頭に人口骨など入れたら、それこそ極端に言えば一生障害を持った体になってしまうのではないか。そんな心配を主治医に言ったことがある。
医師は「社会生活ができるようになれば人工骨が入っていようと何が入っていようと完治したということです」と私に答えてくれた。
怪我でも病でも回復状態がどうであれ、社会生活ができるようになれば完治したことになる。認知症という病の怖さを知ることでもある。
「死は生きている途中にやって来る」、という言葉が目に留まった。死は生の後に来るものではなく生の途中にある。
別にあらためて気づいたということではないが、「人間いつかは死ぬものだ」という言葉より死の現実味を感じるものがある
誰でもそうだと思うが若い頃は死について考えたことがなかった。70歳を過ぎても、元気に仕事をこなしているときは死について考えたりしなかった。
病気になり、仕事をやめてから死について少し考えるようになったが、しかし深く考えているわけではない。深く考えようがない。
死んでもいないのに死について考えることなどできるはずがないから、どんな高僧でも死について語ることはできないはずである。
生きているときに考える死は「生きていること」になってしまう。
復活とか来世というのはそういうことであり、ミイラもそうである。世界の宗教は死後の世界というものについて同じようなことを考えてきた。
死んでしまったら納得ということはない。死ぬことを生きているうちに納得するのであるから「死んでもあの世で生きている」というのが一番納得しやすい。
「そうか、死んでも生きているのか」。これほど人間を救う言葉はない。
今年も早や残り1か月。今年は有名人の訃報が多かった気がする。
10月に病気療養のため執筆活動をしばらく休むとコメントしていた作家が胆管がんで亡くなった。73歳であった。

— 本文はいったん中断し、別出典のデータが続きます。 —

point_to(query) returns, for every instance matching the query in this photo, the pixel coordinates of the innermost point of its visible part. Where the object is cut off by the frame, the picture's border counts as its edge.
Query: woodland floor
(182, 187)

よほど病状は進んでいたのだろうか。この作家が有名な人なのかは知らないが、2人の奥さんは有名な美人女優さんだったからなんとなく知っている人である。
わずかな年齢差でも、私より若い人の死は気になる。
44歳で亡くなった父は死の床でおはぎを一口食べて、「うめえなあ」とつぶやき、「死にたくねえなあ」と言って死んでいったそうである。
顔も知らない、声も聞いたこともない父親に思い出があるはずはなく、母の言葉の中にしか父はいなかった。
母が私たち子どもに伝えた父の言葉はこれだけである。「死にたくねえなあ」という言葉も、どういう思いを込めた言葉なのかは分からない。私にとって父親とはこの2つの言葉であった。
幼い子供3人を残して死んでいく父の思いはどんなものだったのだろうか。今まで考えたこともなかったし、父の思いに心を寄せたこともなかった。
酒飲みで博打好きだったという父親にいい思いは持てなかったが、父も普通の人。死を前にして万感の思いがあったことだろう。